İSLÂM ÂLİMLERİ VE NASÎHATLERİ
Allahü teâlâ, Âdem aleyhisselâmdan beri insanları ebedî saâdete kavuşturmak için peygamberler göndermiştir. Peygamberler, insanları kurtuluşa dâvet etmiş, doğru olan yolu bütün sıkıntı ve eziyetlere rağmen bıkmadan, yılmadan anlatmışlardır. Aynı zamanda peygamberlere tam tâbi olan, Allahü teâlânın sevgisi ile dolu, mânevî sırlar sâhibi velî zâtlar da her devirde bulunmuş ve insanların din ve dünyâ saâdetine ulaşmaları için çalışmışlardır. Sultanlar, pâdişâhlar doğruyu onlarla bulmaya çalışmışlar, mânevî sultanın onlar olduğunu görmüşler, onların nasîhatleri ile devlete, millete ve insanlığa faydalı olmaya çalışmışlardır. Târih boyunca insanlığa huzurlu devirler yaşatmış olan Emevîler, Abbâsîler, Selçuklular, Gazneliler, Bâbürlüler, Osmanlılar ve daha birçok İslâm devletlerinin sultanları hep bu büyüklerin rehberliğinde hizmete devâm etmişler, yeri gelince atlarının arkalarından gitmişler, bâzan onlarla berâber savaşlara katılmışlardır. Onlar, duâ ordularının kumandanları ve dertlerin mânevî tabibleridir..
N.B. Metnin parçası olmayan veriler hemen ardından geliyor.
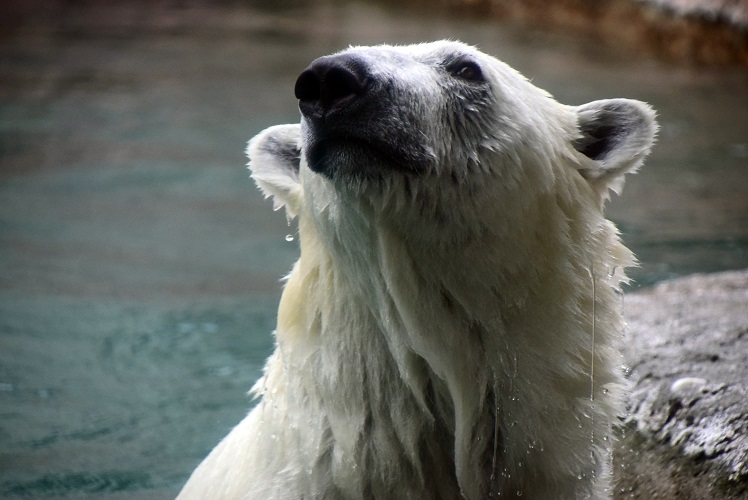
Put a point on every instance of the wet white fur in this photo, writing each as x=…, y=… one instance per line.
x=442, y=343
Bu îtibârla İslâm dünyâsında eskiden beri başta sevgili Peygamberimiz ve Eshâbı olmak üzere bütün velîlerin kabirleri ziyâret edilmiş, rûhâniyetlerinden istifâde edilmiş, herkes onları vesîle ederek, Allahü teâlâya yalvarmış, duâlarının kabûlü için niyâzda bulunmuştur. Evliyâ-yı kirâm, Allahü teâlânın ve Peygamberinin (aleyhisselâm) emir ve yasaklarını öğreterek, insanların dünyâ ve âhiret saâdetine kavuşmaları için uğraşmışlardır.